Partitioning Large GeoParquet Files¶
Portolan automatically partitions large GeoParquet files into smaller, spatially-organized chunks. This improves query performance and enables efficient cloud access patterns.
When to Partition¶
Partition GeoParquet files when:
- File size exceeds 2GB (OGC best practices threshold)
- Row count exceeds millions of features
- Spatial queries are common (partitioning enables spatial pruning)
Portolan uses the 2GB threshold by default, matching OGC GeoParquet best practices.
How It Works¶
When you add a large GeoParquet file, Portolan:
- Detects the file exceeds the threshold
- Prompts for confirmation (in interactive mode)
- Partitions using KD-tree spatial indexing
- Stores as Hive-style directories:
kdtree_cell=0/,kdtree_cell=1/, etc. - Emits
partition:*STAC extension metadata
$ portolan add large-dataset.parquet
Found 1 file(s) exceeding 2.0 GB threshold:
large-dataset.parquet (4.23 GB)
Partition large files into spatial chunks? [Y/n] y
Partitioning: large-dataset.parquet
Strategy: kdtree (data-driven spatial)
Target: ~120,000 rows per partition
████████████████████████████████████████ 100%
✓ Created 98 partitions in large-dataset/
✓ Added to collection: default
Configuration¶
Configure partitioning in .portolan/config.yaml:
partitioning:
enabled: true # Enable auto-partitioning (default: true)
prompt: true # Ask before partitioning in interactive mode (default: true)
threshold_gb: 2.0 # Size threshold in GB (default: 2.0)
strategy: kdtree # Partitioning strategy (default: kdtree)
target_rows: 120000 # Target rows per partition (default: 120,000)
Configuration Options¶
| Setting | Type | Default | Description |
|---|---|---|---|
partitioning.enabled |
bool | true |
Enable automatic partitioning during portolan add |
partitioning.prompt |
bool | true |
Prompt user before partitioning (interactive mode) |
partitioning.threshold_gb |
float | 2.0 |
File size threshold in GB |
partitioning.strategy |
string | kdtree |
Partitioning strategy |
partitioning.target_rows |
int | 120000 |
Target rows per partition |
Strategies¶
| Strategy | Description |
|---|---|
kdtree |
KD-tree spatial partitioning (default, data-driven) |
h3 |
H3 hexagonal grid partitioning (planned) |
s2 |
S2 cell partitioning (planned) |
quadkey |
Quadkey partitioning (planned) |
Currently only kdtree is implemented.
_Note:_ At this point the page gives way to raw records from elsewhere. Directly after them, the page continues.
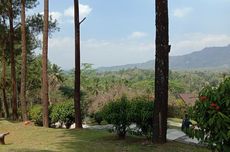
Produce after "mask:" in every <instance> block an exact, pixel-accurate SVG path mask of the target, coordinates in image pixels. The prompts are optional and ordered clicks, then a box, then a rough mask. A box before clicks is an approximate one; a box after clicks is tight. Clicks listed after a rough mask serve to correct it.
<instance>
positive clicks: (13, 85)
mask: <svg viewBox="0 0 230 152" xmlns="http://www.w3.org/2000/svg"><path fill="white" fill-rule="evenodd" d="M8 13H9V25H10V36H9V42H10V43H9V46H10V63H11V82H12V90H13V91H12V93H13V94H12V113H13V115H12V116H13V120H16V119H18V113H17V88H16V73H15V58H14V25H13V20H14V15H13V4H12V0H9V6H8Z"/></svg>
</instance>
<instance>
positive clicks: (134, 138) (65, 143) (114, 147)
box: [56, 129, 155, 152]
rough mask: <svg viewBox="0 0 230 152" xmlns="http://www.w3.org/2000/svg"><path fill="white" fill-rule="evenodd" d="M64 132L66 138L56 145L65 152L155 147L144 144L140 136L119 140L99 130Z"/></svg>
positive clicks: (84, 151)
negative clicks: (67, 137)
mask: <svg viewBox="0 0 230 152" xmlns="http://www.w3.org/2000/svg"><path fill="white" fill-rule="evenodd" d="M64 134H65V135H66V136H68V139H66V138H64V139H63V141H62V142H59V143H57V145H56V146H57V147H59V148H58V149H60V150H61V151H66V152H71V151H73V152H78V151H81V152H82V151H84V152H88V151H89V152H91V151H100V152H107V151H110V152H113V151H143V150H144V151H146V150H148V149H150V147H152V148H153V147H155V146H154V145H152V144H146V143H147V142H146V140H145V138H142V137H133V136H132V137H131V136H128V137H126V139H124V140H120V139H119V138H118V137H117V136H116V135H115V134H113V133H109V132H107V131H101V130H97V131H96V130H88V129H82V130H65V131H64ZM59 138H61V137H59ZM152 148H151V149H152Z"/></svg>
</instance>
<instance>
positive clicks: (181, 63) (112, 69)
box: [97, 45, 230, 71]
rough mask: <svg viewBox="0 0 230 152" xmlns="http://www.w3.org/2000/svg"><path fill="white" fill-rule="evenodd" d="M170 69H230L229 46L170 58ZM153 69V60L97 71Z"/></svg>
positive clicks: (221, 47) (176, 56)
mask: <svg viewBox="0 0 230 152" xmlns="http://www.w3.org/2000/svg"><path fill="white" fill-rule="evenodd" d="M169 62H170V63H169V66H170V69H178V70H183V69H220V68H230V45H228V46H225V47H208V48H204V49H203V50H201V51H197V52H193V53H190V54H186V55H181V56H170V60H169ZM132 68H139V69H153V68H154V60H151V61H147V62H144V63H137V64H127V65H121V66H112V67H101V68H98V69H97V70H98V71H118V70H122V69H132Z"/></svg>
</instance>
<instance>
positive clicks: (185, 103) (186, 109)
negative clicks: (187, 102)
mask: <svg viewBox="0 0 230 152" xmlns="http://www.w3.org/2000/svg"><path fill="white" fill-rule="evenodd" d="M187 111H188V106H187V105H186V103H185V102H184V101H183V100H181V99H177V100H176V101H174V102H172V103H169V105H168V117H171V118H184V115H185V113H186V112H187Z"/></svg>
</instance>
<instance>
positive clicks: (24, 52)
mask: <svg viewBox="0 0 230 152" xmlns="http://www.w3.org/2000/svg"><path fill="white" fill-rule="evenodd" d="M21 9H22V10H21V23H22V25H21V32H22V35H21V36H22V64H21V89H20V91H21V92H20V93H21V94H20V100H21V110H22V119H23V121H26V120H27V119H28V116H27V104H26V69H27V68H26V61H27V53H26V22H25V0H21Z"/></svg>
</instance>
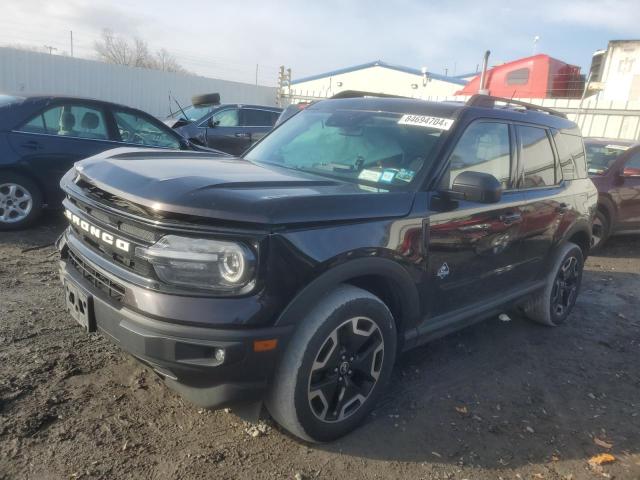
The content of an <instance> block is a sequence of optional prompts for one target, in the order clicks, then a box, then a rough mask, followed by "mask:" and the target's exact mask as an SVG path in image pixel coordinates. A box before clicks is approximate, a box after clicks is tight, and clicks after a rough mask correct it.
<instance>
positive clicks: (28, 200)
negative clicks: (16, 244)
mask: <svg viewBox="0 0 640 480" xmlns="http://www.w3.org/2000/svg"><path fill="white" fill-rule="evenodd" d="M41 211H42V193H41V192H40V189H39V188H38V186H37V185H36V184H35V183H34V182H33V181H31V180H30V179H29V178H27V177H24V176H22V175H20V174H17V173H13V172H7V173H2V172H0V231H2V230H19V229H21V228H26V227H28V226H30V225H31V224H33V222H35V221H36V220H37V219H38V217H39V216H40V212H41Z"/></svg>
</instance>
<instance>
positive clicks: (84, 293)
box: [64, 281, 96, 332]
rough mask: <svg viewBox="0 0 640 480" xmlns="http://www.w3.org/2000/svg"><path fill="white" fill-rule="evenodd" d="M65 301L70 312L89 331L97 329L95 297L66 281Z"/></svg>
mask: <svg viewBox="0 0 640 480" xmlns="http://www.w3.org/2000/svg"><path fill="white" fill-rule="evenodd" d="M64 293H65V303H66V305H67V310H68V311H69V314H70V315H71V316H72V317H73V318H74V320H75V321H76V322H78V323H79V324H80V325H82V326H83V327H84V328H85V330H86V331H87V332H95V331H96V320H95V317H94V315H93V297H92V296H91V295H90V294H88V293H86V292H85V291H83V290H82V289H81V288H79V287H77V286H76V285H74V284H73V283H71V282H68V281H65V282H64Z"/></svg>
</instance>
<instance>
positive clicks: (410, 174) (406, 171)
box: [396, 168, 416, 183]
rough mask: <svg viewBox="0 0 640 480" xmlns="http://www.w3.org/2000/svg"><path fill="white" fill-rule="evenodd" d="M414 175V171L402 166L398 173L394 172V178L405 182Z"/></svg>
mask: <svg viewBox="0 0 640 480" xmlns="http://www.w3.org/2000/svg"><path fill="white" fill-rule="evenodd" d="M415 176H416V172H414V171H413V170H405V169H404V168H403V169H401V170H400V171H399V172H398V173H396V179H398V180H402V181H403V182H407V183H409V182H410V181H411V180H413V177H415Z"/></svg>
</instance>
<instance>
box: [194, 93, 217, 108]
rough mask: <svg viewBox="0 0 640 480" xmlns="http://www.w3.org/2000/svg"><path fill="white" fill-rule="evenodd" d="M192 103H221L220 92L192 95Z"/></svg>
mask: <svg viewBox="0 0 640 480" xmlns="http://www.w3.org/2000/svg"><path fill="white" fill-rule="evenodd" d="M191 104H192V105H219V104H220V94H219V93H205V94H203V95H194V96H193V97H191Z"/></svg>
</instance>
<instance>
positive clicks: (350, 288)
mask: <svg viewBox="0 0 640 480" xmlns="http://www.w3.org/2000/svg"><path fill="white" fill-rule="evenodd" d="M358 332H360V333H358ZM396 335H397V334H396V327H395V322H394V319H393V316H392V314H391V312H390V311H389V309H388V308H387V306H386V305H385V304H384V303H383V302H382V301H381V300H380V299H379V298H378V297H376V296H374V295H372V294H371V293H369V292H367V291H366V290H362V289H360V288H357V287H353V286H351V285H341V286H339V287H338V288H336V289H335V290H334V291H332V292H330V293H329V294H328V295H326V296H325V297H324V298H323V299H322V300H321V301H320V302H319V303H318V304H317V305H316V306H315V307H313V308H312V309H311V311H310V312H309V314H308V315H307V316H306V317H305V318H304V320H303V321H302V323H301V324H300V326H299V327H298V329H297V330H296V332H295V333H294V336H293V337H292V338H291V340H290V342H289V346H288V348H287V350H286V351H285V353H284V355H283V356H282V359H281V360H280V363H279V365H278V368H277V369H276V374H275V377H274V382H273V385H272V387H271V389H270V392H269V394H268V395H267V399H266V402H265V403H266V407H267V410H268V411H269V413H270V414H271V416H272V417H273V418H274V419H275V420H276V421H277V422H278V423H279V424H280V425H281V426H282V427H284V428H285V429H286V430H288V431H289V432H290V433H292V434H293V435H295V436H296V437H298V438H300V439H302V440H305V441H308V442H328V441H331V440H335V439H336V438H339V437H342V436H343V435H346V434H347V433H349V432H351V431H352V430H354V429H355V428H356V427H358V426H359V425H360V424H361V423H362V422H363V421H364V419H365V417H366V416H367V415H368V414H369V412H371V410H372V409H373V407H374V406H375V403H376V400H377V398H378V397H379V395H380V392H382V391H383V389H384V387H385V386H386V384H387V383H388V381H389V378H390V376H391V372H392V370H393V363H394V361H395V356H396V343H397V342H396V340H397V336H396ZM360 337H363V338H360ZM361 342H363V343H362V345H360V347H361V348H360V350H358V349H357V347H356V344H359V343H361ZM343 347H346V348H345V351H343V350H342V348H343ZM380 347H382V349H380ZM339 349H340V350H339ZM356 352H357V353H356ZM334 364H335V366H334ZM363 372H366V373H363ZM312 382H313V383H312ZM315 385H323V387H322V389H321V388H317V389H314V386H315ZM332 385H333V386H332ZM332 388H333V389H334V393H333V395H332V394H331V390H332ZM343 390H344V393H342V402H341V404H340V406H338V402H339V399H340V397H341V396H340V392H343ZM325 392H326V393H327V395H326V396H325ZM356 392H357V393H358V394H360V396H358V394H356ZM327 397H329V399H327ZM338 410H339V412H338Z"/></svg>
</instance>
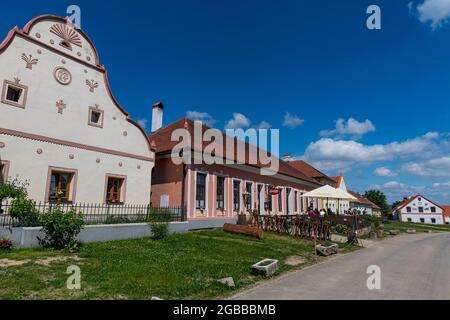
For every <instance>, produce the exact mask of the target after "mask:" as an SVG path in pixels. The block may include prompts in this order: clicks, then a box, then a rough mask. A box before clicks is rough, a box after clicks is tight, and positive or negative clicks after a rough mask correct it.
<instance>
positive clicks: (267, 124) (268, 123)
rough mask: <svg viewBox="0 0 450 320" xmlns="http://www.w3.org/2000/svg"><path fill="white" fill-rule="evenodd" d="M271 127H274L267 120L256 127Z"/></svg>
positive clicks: (257, 127) (261, 121)
mask: <svg viewBox="0 0 450 320" xmlns="http://www.w3.org/2000/svg"><path fill="white" fill-rule="evenodd" d="M270 128H272V125H271V124H270V123H268V122H267V121H261V123H260V124H258V125H257V126H256V129H270Z"/></svg>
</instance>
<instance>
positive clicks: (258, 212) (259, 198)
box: [256, 184, 263, 214]
mask: <svg viewBox="0 0 450 320" xmlns="http://www.w3.org/2000/svg"><path fill="white" fill-rule="evenodd" d="M257 190H258V207H257V208H256V209H257V210H258V213H259V214H262V212H261V209H262V208H261V193H262V191H263V186H262V185H260V184H258V187H257Z"/></svg>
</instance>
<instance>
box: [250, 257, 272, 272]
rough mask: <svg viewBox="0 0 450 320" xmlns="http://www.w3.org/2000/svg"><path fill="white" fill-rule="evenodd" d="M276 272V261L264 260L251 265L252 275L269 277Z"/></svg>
mask: <svg viewBox="0 0 450 320" xmlns="http://www.w3.org/2000/svg"><path fill="white" fill-rule="evenodd" d="M277 270H278V260H275V259H264V260H262V261H260V262H258V263H256V264H254V265H252V274H255V275H264V276H271V275H272V274H274V273H275V271H277Z"/></svg>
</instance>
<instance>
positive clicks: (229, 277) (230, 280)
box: [217, 277, 236, 288]
mask: <svg viewBox="0 0 450 320" xmlns="http://www.w3.org/2000/svg"><path fill="white" fill-rule="evenodd" d="M217 282H220V283H221V284H224V285H226V286H228V287H230V288H234V287H235V286H236V285H235V284H234V279H233V278H232V277H228V278H223V279H219V280H217Z"/></svg>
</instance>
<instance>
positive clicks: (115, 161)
mask: <svg viewBox="0 0 450 320" xmlns="http://www.w3.org/2000/svg"><path fill="white" fill-rule="evenodd" d="M0 81H1V86H2V92H1V94H2V100H1V102H0V160H1V161H2V164H3V171H4V174H5V175H7V176H8V177H9V178H10V179H11V178H16V177H18V178H19V179H20V180H22V181H24V180H27V181H28V183H29V194H30V197H31V198H33V199H35V200H36V201H48V200H49V192H50V193H51V191H50V190H49V189H50V185H51V184H52V181H53V179H54V178H53V176H52V174H53V172H62V173H64V172H67V173H68V174H70V175H71V179H70V192H68V193H69V194H70V196H69V198H70V199H68V200H69V201H71V202H89V203H104V202H106V194H107V189H108V188H107V187H108V183H110V181H109V180H108V179H117V180H119V181H120V202H121V203H126V204H146V203H149V201H150V192H151V171H152V169H153V167H154V152H153V151H152V150H150V149H151V148H150V144H149V141H148V139H147V137H146V135H145V132H144V130H143V129H142V128H141V127H140V126H139V125H138V124H137V123H135V122H134V121H133V120H131V119H130V117H129V115H128V113H127V112H126V111H125V110H124V109H123V108H122V107H121V106H120V105H119V104H118V103H117V101H116V100H115V99H114V97H113V95H112V93H111V90H110V87H109V84H108V79H107V76H106V70H105V69H104V67H103V66H100V65H99V63H98V56H97V52H96V49H95V47H94V46H93V45H92V43H91V42H90V40H89V39H88V38H87V37H86V36H85V34H84V33H83V32H82V31H81V30H77V29H74V28H72V26H71V25H70V24H68V23H67V21H66V20H64V19H62V18H58V17H51V16H43V17H39V18H36V19H34V20H32V21H30V23H28V24H27V26H25V28H24V29H23V30H19V29H18V28H16V29H13V30H12V31H11V32H10V33H9V34H8V36H7V38H6V39H5V40H4V42H3V43H2V44H1V45H0ZM10 86H11V88H10ZM14 90H21V91H20V94H19V95H20V98H18V99H17V96H14ZM16 92H17V91H16ZM16 100H17V101H16ZM149 112H150V110H149Z"/></svg>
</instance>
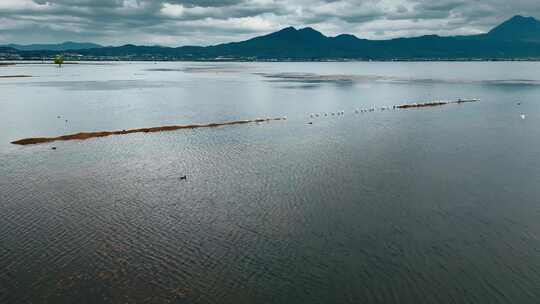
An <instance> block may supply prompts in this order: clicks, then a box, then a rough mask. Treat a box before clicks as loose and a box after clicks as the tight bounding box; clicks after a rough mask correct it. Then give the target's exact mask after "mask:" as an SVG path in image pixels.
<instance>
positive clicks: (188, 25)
mask: <svg viewBox="0 0 540 304" xmlns="http://www.w3.org/2000/svg"><path fill="white" fill-rule="evenodd" d="M516 14H521V15H526V16H534V17H538V16H540V1H539V0H286V1H285V0H0V43H12V42H13V43H44V42H62V41H66V40H72V41H89V42H97V43H102V44H105V45H120V44H126V43H134V44H146V45H152V44H160V45H169V46H179V45H188V44H190V45H210V44H216V43H220V42H229V41H238V40H243V39H247V38H251V37H253V36H256V35H260V34H266V33H269V32H272V31H275V30H278V29H281V28H283V27H287V26H295V27H304V26H311V27H314V28H315V29H317V30H319V31H321V32H323V33H324V34H326V35H336V34H340V33H348V34H354V35H356V36H358V37H362V38H371V39H387V38H394V37H400V36H417V35H424V34H439V35H451V34H452V35H453V34H475V33H480V32H485V31H487V30H489V29H490V28H491V27H493V26H495V25H497V24H499V23H500V22H502V21H504V20H505V19H507V18H510V17H512V16H513V15H516Z"/></svg>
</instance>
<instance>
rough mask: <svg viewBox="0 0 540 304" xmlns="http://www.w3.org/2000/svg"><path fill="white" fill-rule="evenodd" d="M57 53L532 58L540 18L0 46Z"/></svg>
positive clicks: (356, 56) (532, 17) (480, 59)
mask: <svg viewBox="0 0 540 304" xmlns="http://www.w3.org/2000/svg"><path fill="white" fill-rule="evenodd" d="M81 45H84V44H81ZM81 45H78V46H81ZM64 46H65V44H64ZM68 46H69V44H68ZM59 53H62V54H64V56H66V57H67V58H68V59H79V60H298V61H300V60H487V59H500V60H502V59H522V60H524V59H530V60H537V59H540V21H538V20H537V19H535V18H533V17H523V16H515V17H512V18H511V19H509V20H507V21H505V22H503V23H502V24H500V25H499V26H497V27H495V28H493V29H492V30H491V31H489V32H487V33H485V34H479V35H469V36H447V37H441V36H437V35H427V36H420V37H413V38H397V39H390V40H368V39H361V38H358V37H356V36H354V35H347V34H342V35H338V36H334V37H328V36H325V35H323V34H322V33H320V32H318V31H316V30H315V29H313V28H310V27H307V28H302V29H296V28H294V27H287V28H284V29H282V30H280V31H277V32H274V33H271V34H268V35H264V36H259V37H255V38H252V39H249V40H246V41H241V42H232V43H224V44H219V45H214V46H207V47H201V46H182V47H160V46H137V45H123V46H116V47H112V46H108V47H101V46H99V45H94V44H92V45H91V46H90V47H71V48H69V47H67V48H65V47H64V48H61V47H57V46H55V47H54V49H53V48H48V47H43V49H41V50H37V49H36V48H35V47H32V48H26V49H24V48H21V47H19V48H17V47H13V46H11V47H10V46H5V47H2V48H0V58H2V54H4V59H5V57H6V56H8V57H9V56H15V57H17V58H18V59H42V58H50V57H53V56H55V55H57V54H59ZM6 54H8V55H6ZM8 59H9V58H8Z"/></svg>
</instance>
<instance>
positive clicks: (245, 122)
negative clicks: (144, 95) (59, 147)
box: [11, 117, 286, 145]
mask: <svg viewBox="0 0 540 304" xmlns="http://www.w3.org/2000/svg"><path fill="white" fill-rule="evenodd" d="M285 119H286V118H285V117H278V118H257V119H249V120H235V121H228V122H220V123H209V124H192V125H173V126H161V127H153V128H140V129H129V130H121V131H101V132H82V133H76V134H70V135H63V136H58V137H35V138H25V139H20V140H16V141H13V142H11V143H12V144H15V145H34V144H42V143H48V142H53V141H67V140H87V139H90V138H97V137H105V136H111V135H126V134H132V133H155V132H167V131H175V130H181V129H198V128H217V127H223V126H231V125H240V124H248V123H259V122H270V121H277V120H285Z"/></svg>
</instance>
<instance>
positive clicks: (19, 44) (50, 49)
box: [5, 41, 103, 51]
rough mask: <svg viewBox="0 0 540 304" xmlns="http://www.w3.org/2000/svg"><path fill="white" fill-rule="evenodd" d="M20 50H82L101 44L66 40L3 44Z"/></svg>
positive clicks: (17, 49)
mask: <svg viewBox="0 0 540 304" xmlns="http://www.w3.org/2000/svg"><path fill="white" fill-rule="evenodd" d="M5 46H7V47H11V48H14V49H17V50H20V51H67V50H82V49H92V48H101V47H103V46H101V45H99V44H95V43H90V42H72V41H66V42H63V43H59V44H28V45H21V44H8V45H5Z"/></svg>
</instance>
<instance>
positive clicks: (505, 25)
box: [488, 16, 540, 43]
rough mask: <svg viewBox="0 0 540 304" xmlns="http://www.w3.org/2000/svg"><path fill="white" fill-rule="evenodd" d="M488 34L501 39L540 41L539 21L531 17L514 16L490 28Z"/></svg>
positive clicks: (504, 40)
mask: <svg viewBox="0 0 540 304" xmlns="http://www.w3.org/2000/svg"><path fill="white" fill-rule="evenodd" d="M488 36H489V37H490V38H491V39H497V40H503V41H522V42H536V43H539V42H540V22H539V21H538V20H536V19H534V18H532V17H522V16H515V17H513V18H512V19H510V20H508V21H506V22H504V23H502V24H501V25H499V26H497V27H495V28H494V29H492V30H491V31H490V32H489V33H488Z"/></svg>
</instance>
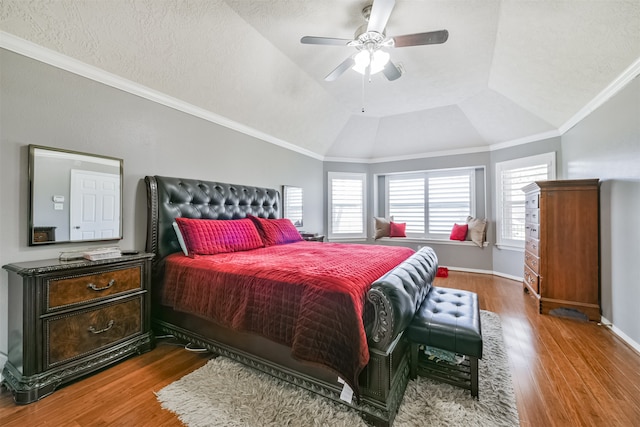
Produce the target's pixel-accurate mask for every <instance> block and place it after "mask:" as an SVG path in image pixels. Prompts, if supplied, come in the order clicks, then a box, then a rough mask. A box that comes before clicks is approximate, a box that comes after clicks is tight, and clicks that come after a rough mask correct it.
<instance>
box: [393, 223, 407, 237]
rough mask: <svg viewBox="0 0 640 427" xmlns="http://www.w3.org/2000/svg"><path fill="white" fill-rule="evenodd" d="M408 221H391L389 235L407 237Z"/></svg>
mask: <svg viewBox="0 0 640 427" xmlns="http://www.w3.org/2000/svg"><path fill="white" fill-rule="evenodd" d="M406 229H407V223H406V222H393V221H391V222H390V223H389V237H407V233H406Z"/></svg>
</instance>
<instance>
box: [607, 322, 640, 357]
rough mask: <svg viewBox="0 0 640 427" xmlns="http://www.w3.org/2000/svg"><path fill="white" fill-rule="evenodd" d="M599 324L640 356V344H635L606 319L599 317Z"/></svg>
mask: <svg viewBox="0 0 640 427" xmlns="http://www.w3.org/2000/svg"><path fill="white" fill-rule="evenodd" d="M600 323H601V324H602V325H603V326H606V327H607V328H608V329H609V330H610V331H611V332H613V334H614V335H616V336H617V337H618V338H620V339H621V340H622V341H624V342H625V343H626V344H627V345H629V347H631V348H632V349H633V350H634V351H635V352H636V353H638V355H639V356H640V343H637V342H635V341H634V340H632V339H631V337H630V336H629V335H627V334H625V333H624V332H622V331H621V330H620V329H619V328H618V327H616V325H614V324H613V323H612V322H611V321H609V320H608V319H607V318H606V317H604V316H601V317H600Z"/></svg>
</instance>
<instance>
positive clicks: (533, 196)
mask: <svg viewBox="0 0 640 427" xmlns="http://www.w3.org/2000/svg"><path fill="white" fill-rule="evenodd" d="M539 201H540V193H531V194H527V195H526V196H525V199H524V207H525V208H526V209H538V208H539V207H540V203H539Z"/></svg>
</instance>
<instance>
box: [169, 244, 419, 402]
mask: <svg viewBox="0 0 640 427" xmlns="http://www.w3.org/2000/svg"><path fill="white" fill-rule="evenodd" d="M413 252H414V251H413V250H412V249H409V248H404V247H389V246H376V245H360V244H341V243H317V242H304V241H303V242H296V243H290V244H284V245H276V246H269V247H266V248H259V249H254V250H250V251H243V252H233V253H224V254H216V255H200V256H196V257H195V258H189V257H185V256H183V255H182V253H176V254H173V255H170V256H169V257H167V259H166V267H165V268H166V269H165V283H164V287H163V295H162V302H163V304H165V305H168V306H170V307H172V308H174V309H175V310H179V311H184V312H189V313H194V314H196V315H199V316H201V317H205V318H207V319H210V320H214V321H216V322H218V323H220V324H222V325H224V326H226V327H229V328H232V329H235V330H238V331H244V332H252V333H257V334H261V335H263V336H265V337H267V338H269V339H271V340H273V341H276V342H279V343H281V344H285V345H287V346H290V347H291V351H292V355H293V357H294V358H296V359H298V360H302V361H307V362H311V363H315V364H321V365H323V366H325V367H327V368H329V369H331V370H332V371H334V372H336V373H337V374H338V375H339V376H340V377H341V378H343V379H344V380H345V381H346V382H347V383H348V384H349V385H350V386H351V388H352V389H353V390H354V392H355V393H356V395H358V387H357V384H358V375H359V374H360V371H361V370H362V369H363V368H364V367H365V365H366V364H367V363H368V362H369V349H368V345H367V337H366V334H365V331H364V325H363V321H362V315H363V311H364V305H365V301H366V293H367V291H368V290H369V288H370V285H371V283H372V282H374V281H375V280H376V279H378V278H379V277H380V276H382V275H383V274H384V273H386V272H387V271H389V270H391V269H393V268H394V267H395V266H397V265H398V264H400V263H401V262H402V261H404V260H405V259H406V258H408V257H409V256H411V254H413Z"/></svg>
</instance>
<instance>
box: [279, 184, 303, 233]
mask: <svg viewBox="0 0 640 427" xmlns="http://www.w3.org/2000/svg"><path fill="white" fill-rule="evenodd" d="M282 198H283V203H282V207H283V210H282V217H283V218H289V219H290V220H291V222H293V225H295V226H296V227H302V224H303V222H302V188H300V187H293V186H290V185H285V186H283V187H282Z"/></svg>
Other strategies are planned for future releases.
STAC Metadata¶
Partitioned collections include partition:* extension fields:
{
"stac_extensions": [
"https://portolan-sdi.github.io/stac-partition-extension/v1.0.0/schema.json"
],
"partition:scheme": "hive",
"partition:strategy": "kdtree",
"partition:keys": [
{"name": "kdtree_cell", "type": "string"}
],
"partition:file_count": 98,
"assets": {
"data": {
"href": "./kdtree_cell=*/data.parquet",
"partition:glob": "s3://bucket/collection/kdtree_cell=*/data.parquet"
}
}
}
Consuming Partitioned Data¶
DuckDB¶
DuckDB can query partitioned data directly using the glob pattern:
SELECT *
FROM read_parquet('s3://bucket/collection/kdtree_cell=*/data.parquet')
WHERE ST_Intersects(geometry, ST_GeomFromText('POLYGON(...)'))
DuckDB automatically prunes partitions based on the Hive directory structure.
PyArrow¶
import pyarrow.parquet as pq
import pyarrow.dataset as ds
# Read as dataset with partition pruning
dataset = ds.dataset(
"s3://bucket/collection/",
partitioning="hive"
)
# Query with partition filtering
table = dataset.to_table(
filter=ds.field("kdtree_cell").isin(["0", "1", "2"])
)
GDAL/OGR¶
ogrinfo -al "/vsicurl/s3://bucket/collection/kdtree_cell=0/data.parquet"
Validation¶
Use portolan check --thorough to validate partition consistency:
$ portolan check --thorough
Checking partition structure...
✓ All partitions use consistent key: kdtree_cell
✓ All partition files have consistent schema
✓ No orphan files outside partition structure
This checks: - All partition directories use the same key pattern - All parquet files have identical schemas - No files exist outside the partition structure
Manual Partitioning¶
For more control, use the standalone portolan partition command:
portolan partition large.parquet \
--output-dir ./partitioned/ \
--strategy kdtree \
--target-rows 100000
See portolan partition --help for all options.